Using neural networks to evaluate the uncertainties in linear optimisation energy system models
Duration: October 2019 until September 2022
Funded by: Federal Ministry for Economic Affairs and Climate Action
Project Participants: Institut für Technische Thermodynamik Institut für Vernetzte Energiesysteme Forschungszentrum Jülich GmbH Technische Uni Berlin – Fakultät für Mathematik und Naturwissenschaften GAMS Software GmbH, Frechen Konrad-Zuse-Zentrum für Informationstechnik, Berlin
Project Manager at the Institute of Networked Energy Systems: Jan Buschmann
Project Description: Incidents such as grid bottlenecks and power station failures have to be compensated for if energy supply is to be stabilised and its reliability guaranteed. To make the necessary preparations, the impact of these “uncertainties” are being studied in model-based simulations so that power stations have a strategy in place to cope with bottlenecks of this kind. The scientists working on the UNSEEN research project are devising a method for calculating and evaluating an unprecedented number of energy scenarios to ensure that these simulations are meaningful and reliable.
To produce reliable simulation results, for example to advise policymakers, a large number of scenarios need to be created using various different parameters. This simulates as many potential impacts as possible and allows transmission network operators to make long-term preparations for such incidents.

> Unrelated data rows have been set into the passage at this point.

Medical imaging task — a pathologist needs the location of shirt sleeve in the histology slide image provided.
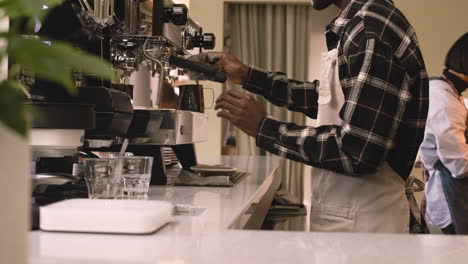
[428,96,468,178]
[256,36,411,174]
[243,67,319,119]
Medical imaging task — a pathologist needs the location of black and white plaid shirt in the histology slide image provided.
[244,0,429,179]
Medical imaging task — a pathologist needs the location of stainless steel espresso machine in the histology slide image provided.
[21,0,226,202]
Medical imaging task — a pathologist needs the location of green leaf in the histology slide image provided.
[0,0,64,19]
[0,81,29,137]
[8,36,113,93]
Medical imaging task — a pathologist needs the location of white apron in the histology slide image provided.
[310,49,410,233]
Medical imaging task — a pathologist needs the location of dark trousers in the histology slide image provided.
[436,161,468,235]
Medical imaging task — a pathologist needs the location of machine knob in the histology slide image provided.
[164,5,188,26]
[202,33,216,49]
[188,33,216,50]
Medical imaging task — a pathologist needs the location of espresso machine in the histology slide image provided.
[24,0,226,197]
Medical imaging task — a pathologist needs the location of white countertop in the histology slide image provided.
[30,158,468,264]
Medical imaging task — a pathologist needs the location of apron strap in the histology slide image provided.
[405,176,428,233]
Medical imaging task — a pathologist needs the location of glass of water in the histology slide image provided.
[120,156,153,199]
[84,158,123,199]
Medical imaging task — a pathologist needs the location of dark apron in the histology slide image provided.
[436,161,468,235]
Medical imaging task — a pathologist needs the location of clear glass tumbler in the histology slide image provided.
[84,158,123,199]
[120,156,153,199]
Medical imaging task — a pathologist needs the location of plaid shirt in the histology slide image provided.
[244,0,429,179]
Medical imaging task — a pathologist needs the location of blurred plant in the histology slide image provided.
[0,0,113,137]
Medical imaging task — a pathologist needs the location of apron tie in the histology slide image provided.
[405,176,424,227]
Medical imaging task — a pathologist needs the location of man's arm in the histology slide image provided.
[428,94,468,178]
[205,52,319,118]
[257,38,413,174]
[243,67,319,119]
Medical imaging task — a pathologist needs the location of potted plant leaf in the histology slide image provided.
[0,0,113,263]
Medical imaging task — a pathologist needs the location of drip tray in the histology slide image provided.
[40,199,174,234]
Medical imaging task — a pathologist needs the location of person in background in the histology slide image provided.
[194,0,428,233]
[420,33,468,234]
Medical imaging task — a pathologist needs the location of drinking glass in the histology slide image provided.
[84,158,123,199]
[120,156,153,199]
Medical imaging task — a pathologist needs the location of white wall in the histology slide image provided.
[395,0,468,76]
[0,16,31,264]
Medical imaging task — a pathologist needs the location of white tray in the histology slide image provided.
[40,199,173,234]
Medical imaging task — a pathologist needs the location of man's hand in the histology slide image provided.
[215,89,266,137]
[189,52,249,84]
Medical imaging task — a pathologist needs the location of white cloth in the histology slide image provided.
[420,80,468,228]
[310,49,410,233]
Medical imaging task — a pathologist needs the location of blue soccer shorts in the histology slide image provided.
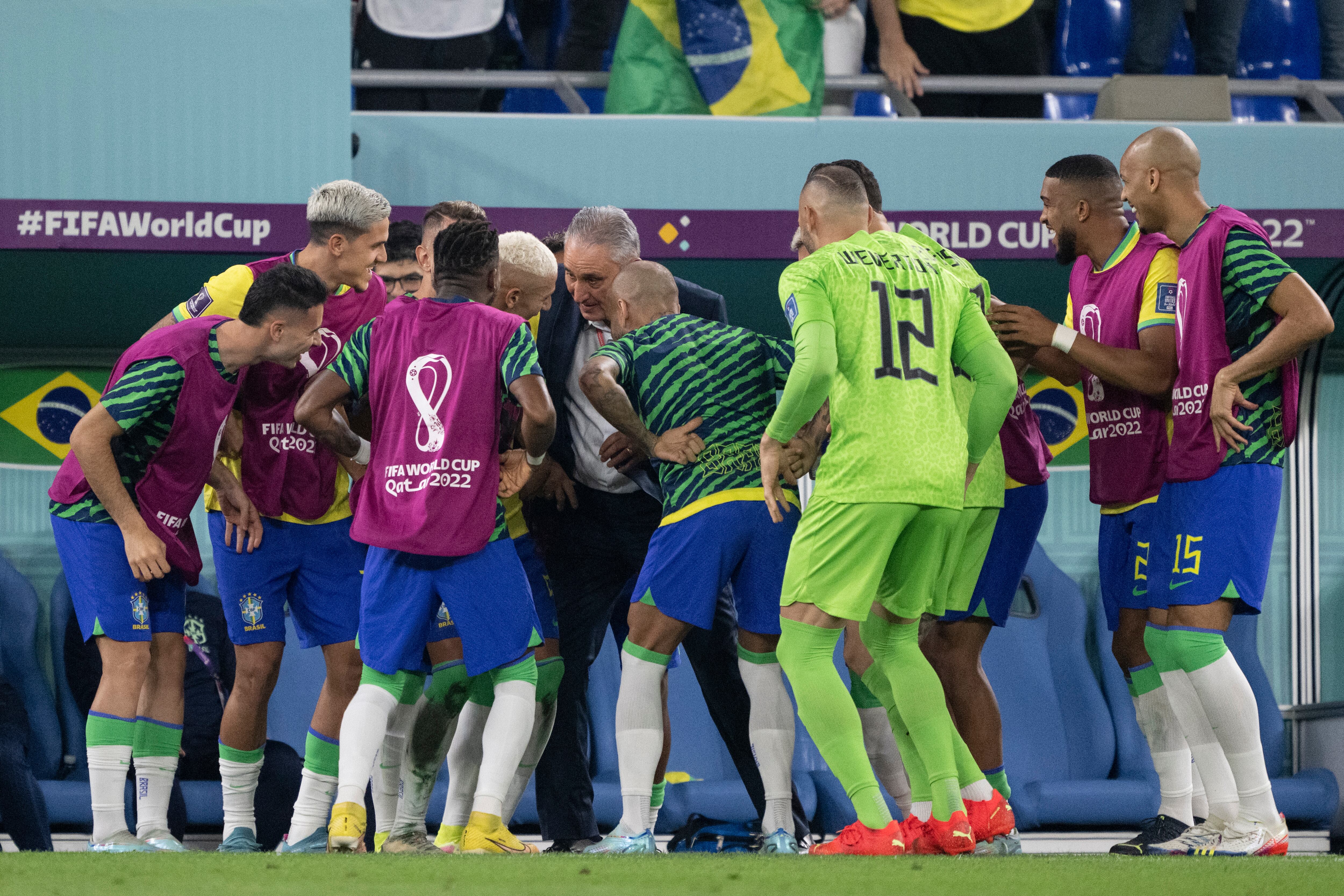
[1148,463,1284,612]
[941,482,1050,627]
[208,512,367,647]
[359,539,542,676]
[51,516,187,641]
[1097,501,1167,631]
[630,500,801,634]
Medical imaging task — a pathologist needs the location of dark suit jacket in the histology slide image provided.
[536,267,728,478]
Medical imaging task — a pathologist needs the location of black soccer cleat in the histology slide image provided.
[1110,815,1189,856]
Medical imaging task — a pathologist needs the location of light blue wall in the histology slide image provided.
[352,113,1344,211]
[0,0,349,203]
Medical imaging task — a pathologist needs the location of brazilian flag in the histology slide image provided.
[0,367,112,469]
[605,0,825,116]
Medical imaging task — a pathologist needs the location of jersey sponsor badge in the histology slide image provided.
[1157,284,1176,314]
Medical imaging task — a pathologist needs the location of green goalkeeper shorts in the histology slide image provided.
[780,496,961,621]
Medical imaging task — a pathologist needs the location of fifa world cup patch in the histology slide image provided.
[1157,284,1176,314]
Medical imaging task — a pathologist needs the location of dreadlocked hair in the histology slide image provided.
[434,220,500,282]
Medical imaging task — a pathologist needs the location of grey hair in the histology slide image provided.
[564,206,640,265]
[308,180,392,242]
[500,230,559,279]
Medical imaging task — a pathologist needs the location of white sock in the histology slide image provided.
[134,756,177,840]
[962,778,995,802]
[742,657,793,834]
[370,693,429,834]
[616,651,668,834]
[859,707,910,815]
[285,766,339,846]
[219,755,266,837]
[392,704,458,834]
[444,700,491,827]
[336,684,396,806]
[500,700,558,825]
[1133,686,1195,825]
[1189,759,1208,818]
[1188,650,1278,832]
[87,744,130,844]
[1163,669,1238,825]
[472,681,536,818]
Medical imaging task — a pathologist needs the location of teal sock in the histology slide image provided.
[775,619,891,830]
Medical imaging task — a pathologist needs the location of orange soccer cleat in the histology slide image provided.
[808,821,906,856]
[966,790,1017,844]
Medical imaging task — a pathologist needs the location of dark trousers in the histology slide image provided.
[528,482,806,840]
[355,9,493,112]
[1125,0,1246,78]
[900,9,1046,118]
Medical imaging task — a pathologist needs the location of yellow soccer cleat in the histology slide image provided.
[434,825,466,853]
[461,811,536,856]
[327,803,368,853]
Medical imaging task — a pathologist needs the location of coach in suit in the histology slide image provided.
[528,206,806,850]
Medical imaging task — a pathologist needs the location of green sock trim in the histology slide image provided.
[425,660,469,716]
[1167,627,1227,672]
[1129,662,1163,697]
[219,741,266,766]
[536,657,564,707]
[621,638,672,666]
[85,712,136,747]
[130,716,181,759]
[738,643,780,666]
[359,666,425,704]
[491,654,536,688]
[304,728,340,778]
[849,666,882,709]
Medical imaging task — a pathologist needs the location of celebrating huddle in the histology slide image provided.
[50,128,1332,856]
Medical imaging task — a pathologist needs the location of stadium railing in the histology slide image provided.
[349,69,1344,122]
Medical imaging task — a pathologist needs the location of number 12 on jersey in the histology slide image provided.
[870,279,938,386]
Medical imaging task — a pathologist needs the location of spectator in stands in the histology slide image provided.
[1125,0,1247,78]
[0,672,52,853]
[872,0,1048,118]
[374,220,425,300]
[355,0,504,112]
[65,591,304,852]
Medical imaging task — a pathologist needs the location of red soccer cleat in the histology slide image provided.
[914,811,976,856]
[808,821,903,856]
[966,790,1017,844]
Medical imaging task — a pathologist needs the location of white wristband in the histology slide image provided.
[1050,324,1078,355]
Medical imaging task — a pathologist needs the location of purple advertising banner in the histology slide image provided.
[0,199,1344,259]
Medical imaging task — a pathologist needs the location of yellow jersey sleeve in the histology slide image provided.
[172,265,253,322]
[1138,247,1177,329]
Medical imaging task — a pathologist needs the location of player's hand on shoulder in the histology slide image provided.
[653,417,704,463]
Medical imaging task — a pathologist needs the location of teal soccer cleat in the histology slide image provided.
[583,829,659,856]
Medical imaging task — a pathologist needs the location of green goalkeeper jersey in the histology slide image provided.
[780,232,995,508]
[900,224,1008,508]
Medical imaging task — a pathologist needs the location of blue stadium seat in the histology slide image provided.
[1232,0,1321,121]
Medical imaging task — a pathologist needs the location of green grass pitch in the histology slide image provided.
[0,853,1344,896]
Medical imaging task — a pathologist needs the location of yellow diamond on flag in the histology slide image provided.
[0,371,101,459]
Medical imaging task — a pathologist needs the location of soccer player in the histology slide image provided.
[991,156,1210,856]
[296,222,555,853]
[48,266,327,853]
[579,261,798,853]
[1113,128,1335,856]
[761,167,1016,856]
[159,180,391,853]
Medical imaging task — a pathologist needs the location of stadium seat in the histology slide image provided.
[1232,0,1321,121]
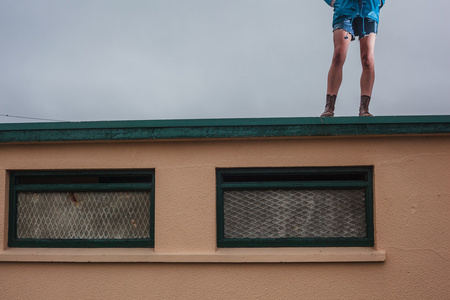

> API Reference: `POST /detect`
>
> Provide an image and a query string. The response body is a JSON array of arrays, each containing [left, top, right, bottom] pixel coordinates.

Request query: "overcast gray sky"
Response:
[[0, 0, 450, 123]]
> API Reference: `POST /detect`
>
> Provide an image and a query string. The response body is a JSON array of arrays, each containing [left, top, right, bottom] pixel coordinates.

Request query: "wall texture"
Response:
[[0, 117, 450, 299]]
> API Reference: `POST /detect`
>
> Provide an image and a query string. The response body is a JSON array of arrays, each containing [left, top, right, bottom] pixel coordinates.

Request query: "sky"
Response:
[[0, 0, 450, 123]]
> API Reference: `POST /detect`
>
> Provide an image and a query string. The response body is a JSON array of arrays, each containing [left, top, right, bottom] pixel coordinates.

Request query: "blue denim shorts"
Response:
[[333, 17, 378, 41]]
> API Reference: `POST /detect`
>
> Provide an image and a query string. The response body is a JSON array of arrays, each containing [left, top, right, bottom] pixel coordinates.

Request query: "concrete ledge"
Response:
[[0, 115, 450, 143], [0, 248, 386, 263]]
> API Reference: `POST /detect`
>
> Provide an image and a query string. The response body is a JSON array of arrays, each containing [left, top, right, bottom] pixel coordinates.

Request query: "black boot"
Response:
[[359, 95, 373, 117], [320, 94, 337, 118]]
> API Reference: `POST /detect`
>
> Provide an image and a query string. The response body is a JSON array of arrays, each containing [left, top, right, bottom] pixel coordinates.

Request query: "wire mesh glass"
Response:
[[223, 189, 366, 239], [17, 191, 150, 239]]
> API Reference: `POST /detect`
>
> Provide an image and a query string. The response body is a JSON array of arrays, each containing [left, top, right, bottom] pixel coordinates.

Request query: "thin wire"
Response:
[[0, 114, 67, 122]]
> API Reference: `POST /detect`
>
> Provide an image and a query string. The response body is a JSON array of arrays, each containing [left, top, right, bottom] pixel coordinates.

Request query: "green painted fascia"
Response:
[[0, 115, 450, 143]]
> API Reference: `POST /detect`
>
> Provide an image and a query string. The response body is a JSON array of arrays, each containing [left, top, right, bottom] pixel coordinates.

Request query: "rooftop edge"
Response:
[[0, 115, 450, 143]]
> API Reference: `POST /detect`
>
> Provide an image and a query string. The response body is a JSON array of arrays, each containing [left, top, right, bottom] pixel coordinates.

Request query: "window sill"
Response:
[[0, 248, 386, 263]]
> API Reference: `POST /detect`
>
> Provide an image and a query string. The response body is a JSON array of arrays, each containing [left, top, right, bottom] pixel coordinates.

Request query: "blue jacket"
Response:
[[325, 0, 386, 24]]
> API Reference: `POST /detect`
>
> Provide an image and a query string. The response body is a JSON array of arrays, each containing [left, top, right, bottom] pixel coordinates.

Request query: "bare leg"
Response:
[[359, 33, 376, 96], [327, 29, 352, 95], [359, 33, 376, 117]]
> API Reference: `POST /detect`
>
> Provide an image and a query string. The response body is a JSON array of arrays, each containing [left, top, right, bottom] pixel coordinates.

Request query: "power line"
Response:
[[0, 114, 67, 122]]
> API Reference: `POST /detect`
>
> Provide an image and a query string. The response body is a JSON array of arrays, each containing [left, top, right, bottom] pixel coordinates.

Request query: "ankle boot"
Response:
[[320, 94, 337, 118], [359, 95, 373, 117]]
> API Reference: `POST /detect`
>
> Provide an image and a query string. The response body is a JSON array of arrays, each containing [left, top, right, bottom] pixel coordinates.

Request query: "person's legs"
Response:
[[359, 33, 376, 96], [327, 29, 351, 95], [359, 33, 376, 116], [321, 29, 353, 117]]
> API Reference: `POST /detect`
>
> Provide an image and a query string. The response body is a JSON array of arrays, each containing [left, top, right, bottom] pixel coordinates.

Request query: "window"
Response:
[[217, 167, 374, 247], [8, 170, 154, 248]]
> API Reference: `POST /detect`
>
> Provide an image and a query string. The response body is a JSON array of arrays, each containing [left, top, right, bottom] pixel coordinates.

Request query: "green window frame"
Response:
[[8, 169, 155, 248], [216, 166, 374, 248]]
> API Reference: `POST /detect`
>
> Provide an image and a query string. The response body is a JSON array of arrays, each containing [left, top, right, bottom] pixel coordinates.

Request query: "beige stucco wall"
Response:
[[0, 135, 450, 299]]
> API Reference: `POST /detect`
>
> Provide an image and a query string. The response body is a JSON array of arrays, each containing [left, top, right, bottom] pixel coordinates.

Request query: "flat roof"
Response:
[[0, 115, 450, 143]]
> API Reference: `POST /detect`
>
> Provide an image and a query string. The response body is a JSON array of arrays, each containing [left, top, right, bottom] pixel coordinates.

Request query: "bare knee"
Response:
[[332, 49, 347, 67], [361, 54, 375, 69]]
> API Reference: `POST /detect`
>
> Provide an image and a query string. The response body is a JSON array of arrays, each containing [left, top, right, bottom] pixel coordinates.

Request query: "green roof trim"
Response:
[[0, 115, 450, 143]]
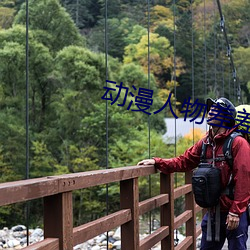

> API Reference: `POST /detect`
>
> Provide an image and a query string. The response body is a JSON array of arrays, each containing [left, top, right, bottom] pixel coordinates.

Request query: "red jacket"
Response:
[[154, 128, 250, 215]]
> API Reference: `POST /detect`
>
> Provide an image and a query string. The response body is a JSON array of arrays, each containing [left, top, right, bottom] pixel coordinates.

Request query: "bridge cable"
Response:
[[216, 0, 242, 104], [203, 0, 207, 99], [191, 0, 195, 145], [173, 0, 179, 245], [104, 0, 109, 249], [213, 0, 218, 97], [147, 0, 152, 234], [25, 0, 30, 246]]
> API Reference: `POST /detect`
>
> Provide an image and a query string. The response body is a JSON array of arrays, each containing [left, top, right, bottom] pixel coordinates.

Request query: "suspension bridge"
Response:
[[0, 0, 250, 250]]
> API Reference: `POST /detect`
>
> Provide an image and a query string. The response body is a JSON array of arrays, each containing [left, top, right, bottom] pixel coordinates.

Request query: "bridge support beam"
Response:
[[120, 178, 140, 250], [44, 192, 73, 250]]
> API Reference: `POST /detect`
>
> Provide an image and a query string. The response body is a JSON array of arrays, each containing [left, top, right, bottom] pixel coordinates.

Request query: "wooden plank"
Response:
[[174, 184, 192, 199], [174, 236, 193, 250], [44, 192, 73, 250], [160, 173, 174, 250], [22, 238, 59, 250], [0, 177, 58, 206], [120, 178, 139, 250], [73, 209, 131, 246], [140, 226, 169, 250], [0, 166, 156, 206], [174, 210, 192, 229], [139, 194, 169, 215], [58, 165, 157, 192]]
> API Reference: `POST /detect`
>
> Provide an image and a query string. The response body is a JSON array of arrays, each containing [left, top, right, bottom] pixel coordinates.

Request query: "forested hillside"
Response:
[[0, 0, 250, 227]]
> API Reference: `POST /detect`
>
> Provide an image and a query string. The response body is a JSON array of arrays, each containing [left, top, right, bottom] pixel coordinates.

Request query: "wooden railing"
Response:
[[0, 166, 201, 250]]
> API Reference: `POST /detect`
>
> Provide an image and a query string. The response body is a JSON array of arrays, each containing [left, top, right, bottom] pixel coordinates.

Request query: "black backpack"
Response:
[[192, 132, 242, 208]]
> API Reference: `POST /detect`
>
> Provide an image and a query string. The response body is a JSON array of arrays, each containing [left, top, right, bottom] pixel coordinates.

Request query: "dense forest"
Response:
[[0, 0, 250, 227]]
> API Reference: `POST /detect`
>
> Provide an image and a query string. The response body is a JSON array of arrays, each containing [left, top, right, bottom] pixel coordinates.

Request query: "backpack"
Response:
[[192, 132, 242, 208]]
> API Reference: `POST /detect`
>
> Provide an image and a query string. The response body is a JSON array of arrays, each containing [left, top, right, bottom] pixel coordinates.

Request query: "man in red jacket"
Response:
[[138, 97, 250, 250]]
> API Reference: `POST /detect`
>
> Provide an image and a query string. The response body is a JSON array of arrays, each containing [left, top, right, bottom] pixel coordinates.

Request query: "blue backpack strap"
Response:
[[223, 132, 242, 170], [200, 142, 207, 162]]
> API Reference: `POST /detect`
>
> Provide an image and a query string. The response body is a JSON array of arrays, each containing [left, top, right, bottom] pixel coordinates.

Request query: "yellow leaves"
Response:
[[184, 128, 205, 142], [147, 5, 173, 31], [0, 7, 15, 29]]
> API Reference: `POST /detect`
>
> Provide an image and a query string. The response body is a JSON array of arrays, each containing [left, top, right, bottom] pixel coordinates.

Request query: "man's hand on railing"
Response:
[[137, 159, 155, 166]]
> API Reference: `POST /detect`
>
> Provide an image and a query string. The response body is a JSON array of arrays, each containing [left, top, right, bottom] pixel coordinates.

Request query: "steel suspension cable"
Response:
[[25, 0, 30, 245], [104, 0, 109, 249], [191, 0, 195, 144], [216, 0, 242, 104], [213, 0, 217, 97], [173, 0, 179, 244], [147, 0, 152, 233], [203, 0, 207, 98]]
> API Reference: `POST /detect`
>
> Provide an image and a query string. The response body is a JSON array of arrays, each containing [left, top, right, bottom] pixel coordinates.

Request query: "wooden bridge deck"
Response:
[[222, 227, 250, 250]]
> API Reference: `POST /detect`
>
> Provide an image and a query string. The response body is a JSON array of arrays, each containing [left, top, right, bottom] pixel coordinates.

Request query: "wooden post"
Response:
[[160, 173, 174, 250], [120, 178, 139, 250], [44, 192, 73, 250], [185, 172, 196, 250]]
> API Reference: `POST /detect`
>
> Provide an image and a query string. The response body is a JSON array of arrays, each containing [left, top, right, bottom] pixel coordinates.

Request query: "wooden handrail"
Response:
[[0, 166, 201, 250]]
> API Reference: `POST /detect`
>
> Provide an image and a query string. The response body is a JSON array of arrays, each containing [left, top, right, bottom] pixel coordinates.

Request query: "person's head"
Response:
[[206, 97, 237, 128], [235, 104, 250, 142]]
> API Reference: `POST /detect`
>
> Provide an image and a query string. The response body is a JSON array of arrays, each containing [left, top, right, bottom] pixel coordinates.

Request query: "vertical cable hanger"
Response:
[[191, 0, 195, 144], [173, 0, 179, 245], [217, 0, 242, 104], [147, 0, 152, 233], [104, 0, 109, 249], [213, 0, 218, 97], [25, 0, 30, 245], [203, 0, 207, 99]]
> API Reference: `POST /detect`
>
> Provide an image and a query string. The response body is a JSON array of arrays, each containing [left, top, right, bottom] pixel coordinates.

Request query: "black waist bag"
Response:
[[192, 163, 221, 208]]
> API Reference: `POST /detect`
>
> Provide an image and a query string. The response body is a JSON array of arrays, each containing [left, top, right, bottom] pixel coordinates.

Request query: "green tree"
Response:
[[14, 0, 84, 52]]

Outages can thus be avoided and enough power station capacity made available to respond to and offset bottlenecks. Researchers are currently facing the challenge, however, that it takes a huge amount of time to run simulations with energy system models of the size needed here. At present, therefore, there is only little scope for studying the abovementioned uncertainties in sufficient depth and for determining the resulting potential for optimisation and the relevant solutions.
The UNSEEN research project is responding to this situation by incorporating artificial intelligence (AI) into its investigations. Using AI significantly cuts processing time for the simulation runs, enabling millions of scenarios to be calculated in virtually no time at all. First, AI supplies forecasts for eliciting potential optimisation measures. These forecasts are then used as the basis for an algorithm that calculates more detailed results for optimisation.
The project team at the Institute of Networked Energy Systems is focusing on studying and assessing the impact calculated in this way on the energy system. The scientists are considering grid-related situations such as the grid bottlenecks and power station failures mentioned above so that they can investigate and evaluate these uncertainties with the help of selected indicators.